How would he go on, how could he, with it out there somewhere waiting?

He cleared his throat to get his daughter’s attention. When that didn’t work, he thought he knew something that might. As casually as he could, he told her, “I know this guy.”

She stopped in mid-move, arms in the air, head tipped to one side. Only the muscles in her neck moved as she swiveled around to look at him. “Nuh-uh.”

“I do,” Larry assured her. “Do you `seriously think I’d forget a voice like that?”

Now it was Crystal who turned down the radio, and Larry fought the urge to turn it back up. If he’d had headphones, they wouldn’t be enough -- he wanted that voice inside him, all the way in his head, in his heart, his soul. As deep inside as it could get; he wanted --

His lips on mine, his fingers flat on my stomach, his legs and mine tangled together on the narrow futon I used to call a bed. His eyes like stars in the darkness above me, the sweet pain as he entered me, my name in his voice. That little trill he makes in the back of his throat on the chorus? He does that when he comes, or at least he used to. He did with me.

His daughter snapped him out of the memory and back to the present. “Dad, you’ve never even heard this song before.”

With a nod, he conceded, “True.”

“You don’t even like it,” Crystal added.

Again, Larry nodded. “All right, all right. But I know this guy. I do!
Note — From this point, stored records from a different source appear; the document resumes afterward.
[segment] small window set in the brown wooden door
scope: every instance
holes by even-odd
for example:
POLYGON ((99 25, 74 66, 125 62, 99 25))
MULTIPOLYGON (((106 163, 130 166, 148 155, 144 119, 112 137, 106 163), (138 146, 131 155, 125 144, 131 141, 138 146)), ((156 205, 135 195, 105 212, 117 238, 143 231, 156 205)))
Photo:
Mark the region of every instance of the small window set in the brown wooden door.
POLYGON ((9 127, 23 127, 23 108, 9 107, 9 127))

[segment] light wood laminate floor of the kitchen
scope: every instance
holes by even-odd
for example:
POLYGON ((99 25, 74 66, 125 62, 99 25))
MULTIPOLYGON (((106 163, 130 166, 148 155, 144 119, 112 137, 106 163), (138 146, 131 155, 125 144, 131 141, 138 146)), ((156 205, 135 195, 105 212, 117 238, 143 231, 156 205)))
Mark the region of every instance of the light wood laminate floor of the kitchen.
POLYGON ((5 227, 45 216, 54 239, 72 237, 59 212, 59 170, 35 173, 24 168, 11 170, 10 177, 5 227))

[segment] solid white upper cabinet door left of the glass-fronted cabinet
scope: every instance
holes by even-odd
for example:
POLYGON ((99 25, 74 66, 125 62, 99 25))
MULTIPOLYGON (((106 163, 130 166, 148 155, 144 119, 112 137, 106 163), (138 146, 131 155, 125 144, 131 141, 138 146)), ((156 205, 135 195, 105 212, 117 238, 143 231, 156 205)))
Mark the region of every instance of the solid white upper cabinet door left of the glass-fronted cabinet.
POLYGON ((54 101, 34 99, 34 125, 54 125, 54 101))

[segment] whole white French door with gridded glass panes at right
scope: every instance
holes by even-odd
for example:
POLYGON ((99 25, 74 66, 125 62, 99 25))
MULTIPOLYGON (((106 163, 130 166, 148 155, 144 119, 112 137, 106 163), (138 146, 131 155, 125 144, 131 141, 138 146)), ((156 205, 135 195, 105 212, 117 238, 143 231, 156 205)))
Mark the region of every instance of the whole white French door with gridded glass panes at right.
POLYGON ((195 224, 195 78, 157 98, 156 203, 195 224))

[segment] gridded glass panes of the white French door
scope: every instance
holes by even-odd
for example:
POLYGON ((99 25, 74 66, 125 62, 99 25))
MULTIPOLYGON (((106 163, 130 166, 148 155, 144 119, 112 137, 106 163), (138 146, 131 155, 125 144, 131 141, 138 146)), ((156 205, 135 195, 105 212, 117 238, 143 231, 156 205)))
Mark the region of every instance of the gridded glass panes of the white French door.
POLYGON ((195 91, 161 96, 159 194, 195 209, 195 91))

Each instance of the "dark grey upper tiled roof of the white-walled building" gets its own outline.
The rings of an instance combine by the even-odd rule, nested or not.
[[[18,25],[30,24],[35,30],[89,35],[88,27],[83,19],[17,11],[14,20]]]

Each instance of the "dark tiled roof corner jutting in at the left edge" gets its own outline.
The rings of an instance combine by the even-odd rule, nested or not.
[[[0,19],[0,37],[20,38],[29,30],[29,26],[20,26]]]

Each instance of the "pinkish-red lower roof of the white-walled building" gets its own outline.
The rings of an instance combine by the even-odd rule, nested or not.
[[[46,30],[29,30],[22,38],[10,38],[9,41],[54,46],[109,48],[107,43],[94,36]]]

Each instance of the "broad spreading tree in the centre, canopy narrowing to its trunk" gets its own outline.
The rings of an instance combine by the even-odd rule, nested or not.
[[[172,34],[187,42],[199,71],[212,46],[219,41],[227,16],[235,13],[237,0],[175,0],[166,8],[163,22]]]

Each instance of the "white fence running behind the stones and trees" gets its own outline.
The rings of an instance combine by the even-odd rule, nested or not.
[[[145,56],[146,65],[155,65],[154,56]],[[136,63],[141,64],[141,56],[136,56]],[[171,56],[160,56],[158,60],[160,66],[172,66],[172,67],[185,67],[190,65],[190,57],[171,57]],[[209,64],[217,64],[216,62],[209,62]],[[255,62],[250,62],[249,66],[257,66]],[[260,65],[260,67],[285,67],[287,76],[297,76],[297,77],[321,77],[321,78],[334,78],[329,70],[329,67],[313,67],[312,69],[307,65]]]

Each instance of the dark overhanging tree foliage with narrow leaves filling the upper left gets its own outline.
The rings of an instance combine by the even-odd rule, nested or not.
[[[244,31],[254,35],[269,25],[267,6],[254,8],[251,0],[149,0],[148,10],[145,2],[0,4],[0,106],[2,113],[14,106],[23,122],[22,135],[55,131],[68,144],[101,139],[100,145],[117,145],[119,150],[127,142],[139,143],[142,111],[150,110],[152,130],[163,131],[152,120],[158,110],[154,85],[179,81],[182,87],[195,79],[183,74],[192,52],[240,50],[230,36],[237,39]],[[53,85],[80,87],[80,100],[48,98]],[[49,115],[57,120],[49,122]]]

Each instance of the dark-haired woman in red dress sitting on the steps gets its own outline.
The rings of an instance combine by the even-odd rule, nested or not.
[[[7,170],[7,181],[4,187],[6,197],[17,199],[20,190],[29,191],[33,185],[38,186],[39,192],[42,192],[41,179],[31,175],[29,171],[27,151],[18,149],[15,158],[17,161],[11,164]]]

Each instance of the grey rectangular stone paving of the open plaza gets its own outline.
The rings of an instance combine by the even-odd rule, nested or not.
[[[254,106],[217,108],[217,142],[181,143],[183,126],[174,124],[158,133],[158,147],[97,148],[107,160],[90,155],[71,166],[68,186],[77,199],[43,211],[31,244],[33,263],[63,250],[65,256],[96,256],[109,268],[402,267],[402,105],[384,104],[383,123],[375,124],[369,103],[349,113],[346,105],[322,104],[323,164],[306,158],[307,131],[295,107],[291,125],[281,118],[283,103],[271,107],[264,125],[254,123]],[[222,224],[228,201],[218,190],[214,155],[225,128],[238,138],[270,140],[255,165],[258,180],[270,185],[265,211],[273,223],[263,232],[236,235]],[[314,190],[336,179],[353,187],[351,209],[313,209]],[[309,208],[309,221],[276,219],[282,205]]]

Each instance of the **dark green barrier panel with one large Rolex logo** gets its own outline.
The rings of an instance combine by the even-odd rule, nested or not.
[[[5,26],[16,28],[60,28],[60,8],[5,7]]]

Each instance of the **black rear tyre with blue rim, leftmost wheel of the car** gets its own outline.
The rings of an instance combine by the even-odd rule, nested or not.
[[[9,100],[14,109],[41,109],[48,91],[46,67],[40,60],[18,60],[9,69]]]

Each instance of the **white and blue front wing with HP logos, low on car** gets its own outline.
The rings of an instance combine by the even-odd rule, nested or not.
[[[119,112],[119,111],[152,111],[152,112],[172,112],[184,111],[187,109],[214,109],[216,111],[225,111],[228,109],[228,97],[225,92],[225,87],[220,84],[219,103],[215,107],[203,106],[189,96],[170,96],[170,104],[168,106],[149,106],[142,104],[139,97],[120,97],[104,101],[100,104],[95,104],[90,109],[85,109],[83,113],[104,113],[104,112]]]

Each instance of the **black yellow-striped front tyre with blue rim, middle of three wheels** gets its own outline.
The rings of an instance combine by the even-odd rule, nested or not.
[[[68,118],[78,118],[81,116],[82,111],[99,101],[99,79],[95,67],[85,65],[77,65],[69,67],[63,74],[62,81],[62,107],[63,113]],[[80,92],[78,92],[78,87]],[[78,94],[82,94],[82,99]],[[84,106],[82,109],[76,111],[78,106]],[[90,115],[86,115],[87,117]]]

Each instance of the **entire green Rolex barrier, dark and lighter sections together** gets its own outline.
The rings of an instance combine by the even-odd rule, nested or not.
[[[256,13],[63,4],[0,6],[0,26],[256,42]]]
We went to college together.”

She turned toward him, her seat belt straining as she turned to stare at him directly. “Shut. Up.”
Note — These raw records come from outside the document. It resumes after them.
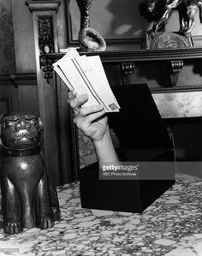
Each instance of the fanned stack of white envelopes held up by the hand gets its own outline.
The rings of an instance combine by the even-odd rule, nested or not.
[[[78,95],[88,95],[84,106],[103,104],[106,112],[119,111],[120,106],[110,89],[99,56],[80,56],[77,51],[71,50],[54,63],[53,68],[69,90],[74,90]]]

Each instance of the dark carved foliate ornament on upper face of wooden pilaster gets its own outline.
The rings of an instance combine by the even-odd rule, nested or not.
[[[40,67],[45,73],[45,80],[50,83],[53,77],[52,60],[45,54],[55,51],[52,15],[40,15],[38,16],[37,22],[39,31]]]

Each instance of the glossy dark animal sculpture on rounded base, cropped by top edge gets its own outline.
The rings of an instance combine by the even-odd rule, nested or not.
[[[202,22],[201,0],[146,0],[140,3],[140,14],[147,21],[154,21],[150,33],[155,34],[169,20],[173,9],[179,10],[180,33],[189,35],[194,25],[194,15],[199,7],[200,22]]]

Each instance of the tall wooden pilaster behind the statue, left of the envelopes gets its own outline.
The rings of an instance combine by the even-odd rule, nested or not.
[[[68,169],[72,169],[72,167],[70,164],[62,164],[61,145],[64,143],[62,142],[64,139],[61,136],[62,122],[60,118],[60,104],[58,103],[58,86],[56,86],[56,80],[54,78],[52,61],[45,54],[58,52],[56,13],[59,9],[60,2],[27,1],[26,4],[33,15],[39,115],[44,123],[45,160],[48,171],[51,173],[56,185],[59,185],[68,182],[64,176],[68,172]],[[70,119],[69,110],[68,113],[67,111],[65,112],[65,115],[66,118]],[[71,127],[71,123],[68,123],[68,125]],[[71,151],[71,148],[69,151]],[[65,156],[64,161],[66,163],[68,161],[70,162],[69,158],[72,158],[71,152]]]

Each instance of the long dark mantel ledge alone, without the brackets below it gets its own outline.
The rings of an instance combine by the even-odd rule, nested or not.
[[[52,61],[56,61],[63,57],[64,54],[65,53],[49,53],[46,54],[46,57],[49,57]],[[103,63],[171,61],[202,58],[202,48],[102,52],[80,51],[80,55],[84,54],[87,56],[99,55]]]

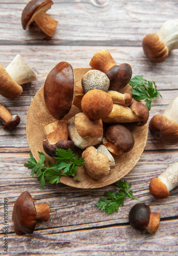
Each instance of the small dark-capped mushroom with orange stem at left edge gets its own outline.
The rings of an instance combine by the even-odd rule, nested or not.
[[[17,115],[12,116],[8,109],[0,103],[0,117],[5,121],[3,129],[5,131],[13,131],[20,123],[20,117]]]

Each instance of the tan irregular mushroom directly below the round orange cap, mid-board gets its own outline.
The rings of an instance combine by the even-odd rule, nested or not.
[[[79,148],[97,145],[103,139],[103,122],[78,113],[67,122],[69,138]]]

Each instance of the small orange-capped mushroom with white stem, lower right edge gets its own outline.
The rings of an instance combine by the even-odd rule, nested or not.
[[[178,162],[164,170],[158,178],[153,178],[149,184],[152,196],[163,199],[169,196],[169,191],[178,186]]]

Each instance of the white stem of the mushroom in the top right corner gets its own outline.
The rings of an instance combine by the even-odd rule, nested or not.
[[[178,19],[170,19],[159,29],[157,35],[165,42],[168,51],[178,48]]]

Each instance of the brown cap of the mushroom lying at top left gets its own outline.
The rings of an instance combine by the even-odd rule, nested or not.
[[[27,29],[34,21],[35,16],[40,12],[46,12],[53,5],[52,0],[32,0],[24,7],[21,14],[21,25]]]

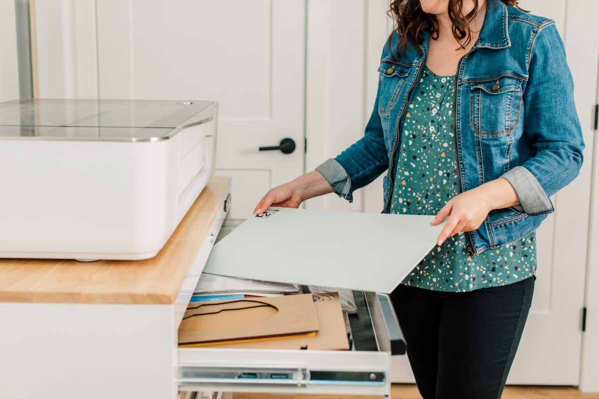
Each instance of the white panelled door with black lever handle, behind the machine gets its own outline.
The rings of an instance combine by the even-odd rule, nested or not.
[[[302,0],[38,0],[38,97],[216,100],[229,217],[304,171]],[[295,142],[291,154],[258,151]]]

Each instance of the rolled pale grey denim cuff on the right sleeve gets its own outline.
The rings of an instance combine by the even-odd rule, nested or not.
[[[516,166],[503,173],[501,177],[510,182],[518,194],[522,210],[527,214],[545,214],[553,211],[547,193],[533,173],[524,166]],[[515,208],[519,209],[519,207]]]

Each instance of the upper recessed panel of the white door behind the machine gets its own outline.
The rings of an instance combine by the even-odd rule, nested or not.
[[[270,3],[99,1],[101,98],[214,99],[222,120],[270,120]]]

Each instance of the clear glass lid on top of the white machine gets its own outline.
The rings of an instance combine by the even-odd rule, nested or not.
[[[0,103],[0,138],[164,138],[202,123],[210,101],[27,99]]]

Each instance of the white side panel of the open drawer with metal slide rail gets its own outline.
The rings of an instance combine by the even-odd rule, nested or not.
[[[181,391],[389,395],[389,352],[179,348]]]

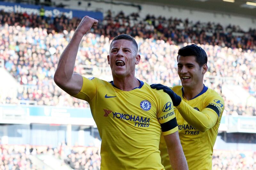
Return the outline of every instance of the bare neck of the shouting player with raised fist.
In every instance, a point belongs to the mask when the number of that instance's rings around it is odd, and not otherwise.
[[[125,78],[116,78],[113,77],[113,82],[116,87],[123,91],[131,91],[135,87],[140,86],[140,81],[133,77],[125,77]]]

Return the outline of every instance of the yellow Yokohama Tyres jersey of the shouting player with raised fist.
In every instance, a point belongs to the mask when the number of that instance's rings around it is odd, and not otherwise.
[[[89,102],[101,142],[101,170],[164,169],[160,135],[178,131],[169,95],[140,81],[131,91],[112,82],[84,78],[74,97]],[[162,131],[161,131],[162,129]]]

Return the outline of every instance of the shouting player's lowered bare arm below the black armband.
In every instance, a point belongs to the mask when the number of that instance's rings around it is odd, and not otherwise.
[[[167,145],[167,151],[169,154],[170,163],[172,168],[178,170],[188,169],[187,160],[185,158],[182,146],[180,144],[180,138],[178,131],[164,136],[165,143]]]

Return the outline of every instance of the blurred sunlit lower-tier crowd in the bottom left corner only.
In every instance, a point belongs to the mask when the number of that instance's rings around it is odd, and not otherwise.
[[[59,158],[60,148],[31,145],[0,145],[0,170],[41,170],[35,166],[29,155],[50,154]],[[75,170],[100,170],[100,149],[98,147],[74,146],[71,153],[62,158]]]

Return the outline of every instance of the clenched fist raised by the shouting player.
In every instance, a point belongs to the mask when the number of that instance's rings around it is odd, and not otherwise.
[[[98,22],[99,21],[97,19],[85,16],[77,26],[76,31],[86,34],[91,29],[91,27],[96,26]]]

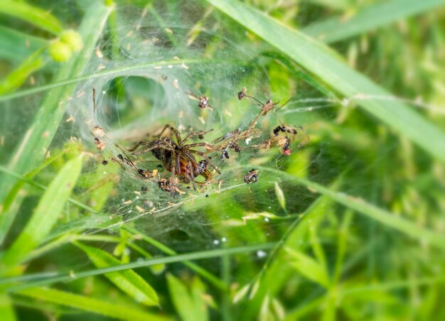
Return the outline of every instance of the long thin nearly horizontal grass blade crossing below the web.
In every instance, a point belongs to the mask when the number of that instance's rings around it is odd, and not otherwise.
[[[132,263],[120,264],[119,266],[109,266],[107,268],[97,268],[94,270],[83,271],[78,273],[61,273],[57,276],[48,277],[47,273],[35,273],[33,276],[17,276],[17,277],[9,277],[9,278],[0,278],[0,284],[8,284],[8,283],[16,283],[19,281],[26,280],[37,280],[30,283],[23,283],[19,285],[11,285],[5,288],[7,291],[14,292],[16,290],[21,290],[23,288],[33,288],[41,285],[48,285],[56,282],[69,282],[78,280],[80,278],[86,278],[87,276],[99,276],[104,273],[112,273],[118,271],[128,270],[130,268],[144,268],[147,266],[154,266],[157,264],[167,264],[167,263],[175,263],[175,262],[183,262],[188,260],[200,260],[200,259],[212,259],[216,257],[220,257],[223,255],[234,255],[234,254],[249,254],[252,252],[256,252],[259,250],[267,250],[272,249],[276,244],[274,243],[266,243],[266,244],[256,244],[250,246],[240,246],[234,247],[231,249],[218,249],[218,250],[210,250],[210,251],[198,251],[188,254],[179,254],[176,256],[166,256],[156,259],[148,259],[144,261],[137,261]],[[3,287],[4,288],[4,287]]]

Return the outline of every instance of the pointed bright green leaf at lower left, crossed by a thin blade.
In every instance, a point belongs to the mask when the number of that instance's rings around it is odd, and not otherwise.
[[[120,261],[106,251],[80,243],[75,244],[87,254],[97,268],[120,265]],[[159,305],[159,298],[156,291],[133,270],[129,269],[126,271],[105,273],[105,276],[109,281],[114,283],[117,288],[127,293],[137,302],[144,303],[145,305]]]

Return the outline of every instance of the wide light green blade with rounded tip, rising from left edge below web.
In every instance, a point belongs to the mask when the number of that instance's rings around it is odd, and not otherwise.
[[[1,258],[3,268],[11,268],[23,261],[50,232],[73,190],[81,169],[82,158],[79,156],[70,160],[60,170],[38,202],[26,227]]]

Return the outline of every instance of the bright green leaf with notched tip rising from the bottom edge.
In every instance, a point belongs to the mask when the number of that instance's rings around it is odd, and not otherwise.
[[[208,320],[207,307],[203,301],[203,289],[192,285],[192,293],[190,293],[187,286],[171,273],[167,274],[167,282],[173,304],[181,320]]]

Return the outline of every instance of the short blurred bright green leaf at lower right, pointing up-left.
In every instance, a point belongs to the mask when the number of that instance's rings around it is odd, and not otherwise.
[[[323,285],[325,288],[329,287],[330,281],[328,273],[320,263],[301,251],[295,251],[289,247],[285,247],[284,249],[291,255],[289,263],[291,266],[294,266],[302,276]]]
He glanced at her and shrugged. “No, really. Only he didn’t call himself Geo then. He was Geoffrey Mason ... well, mostly he went by Geoff. I guess the Geo is some sort of stage name or something. We sort of had this band --”
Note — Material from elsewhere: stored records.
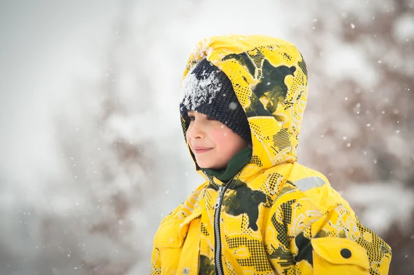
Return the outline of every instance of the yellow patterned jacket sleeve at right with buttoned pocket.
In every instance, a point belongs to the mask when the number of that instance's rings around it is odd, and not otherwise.
[[[321,213],[304,192],[286,183],[265,233],[278,274],[388,274],[391,247],[359,223],[346,205]]]

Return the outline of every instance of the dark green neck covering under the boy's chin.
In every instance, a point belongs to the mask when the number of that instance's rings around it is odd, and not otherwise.
[[[215,176],[217,179],[223,182],[227,182],[229,179],[233,178],[244,165],[249,163],[252,157],[252,147],[248,145],[246,148],[240,150],[233,156],[232,159],[228,162],[228,165],[225,169],[203,169],[199,168],[203,172],[206,172],[210,176]],[[198,166],[198,165],[197,165]]]

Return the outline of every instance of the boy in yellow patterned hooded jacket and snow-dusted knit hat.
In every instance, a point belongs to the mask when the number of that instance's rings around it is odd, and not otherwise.
[[[206,182],[161,221],[151,274],[388,274],[391,247],[296,162],[307,71],[294,45],[206,39],[182,91],[181,124]]]

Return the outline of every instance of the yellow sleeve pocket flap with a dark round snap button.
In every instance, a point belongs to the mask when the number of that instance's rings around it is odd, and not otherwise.
[[[313,238],[313,274],[369,275],[366,249],[347,238]]]

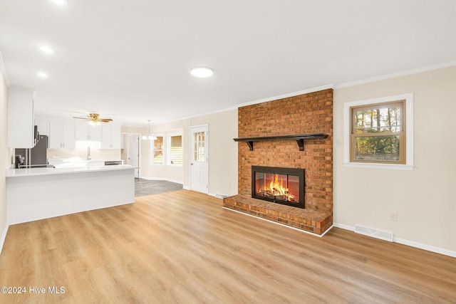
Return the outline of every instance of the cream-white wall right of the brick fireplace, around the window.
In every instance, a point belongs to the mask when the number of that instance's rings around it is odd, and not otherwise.
[[[343,103],[414,95],[413,171],[343,166]],[[456,67],[334,90],[334,222],[456,251]],[[398,221],[390,221],[390,213]]]

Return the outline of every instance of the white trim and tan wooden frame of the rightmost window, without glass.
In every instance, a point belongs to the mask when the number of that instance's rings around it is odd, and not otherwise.
[[[402,117],[403,135],[402,142],[400,142],[400,152],[404,153],[403,162],[383,162],[383,161],[360,161],[354,159],[354,138],[359,135],[352,134],[352,128],[354,124],[354,118],[352,115],[353,108],[375,108],[379,105],[388,103],[399,103],[401,100],[405,100],[405,117]],[[401,169],[401,170],[413,170],[413,93],[386,96],[382,98],[372,98],[367,100],[358,100],[353,102],[344,103],[344,166],[346,167],[362,167],[362,168],[373,168],[373,169]],[[397,134],[395,133],[389,133]],[[383,135],[383,136],[386,136]]]

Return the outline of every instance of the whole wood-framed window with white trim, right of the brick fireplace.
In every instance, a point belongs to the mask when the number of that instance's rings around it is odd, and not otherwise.
[[[413,169],[413,94],[344,104],[345,164]]]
“You did not.” Crystal’s eyes widened in disbelief. “Oh my God! You were in a band with Geo? So why’s he famous and you’re not?”

Larry didn’t know how to answer that. The truth was, he hadn’t thought of Geo -- Geoff -- in, God, years, it seemed. The memories surfacing now were sweet, first love and boyhood romance tinged with nostalgic regret. What could’ve been ...

But what it was hadn’t been all rose petals and sunshine, really. If it had, nothing would’ve changed, and he probably wouldn’t be where he was, driving home with a pre-teen daughter beside him, an ex-wife texting to make sure he’d picked her up safely, and a weekend ahead playing the responsible father. He and Geoff would still be together, if things between them had been as perfect as he wanted to believe they’d been in retrospect. So the question was, really, what had happened?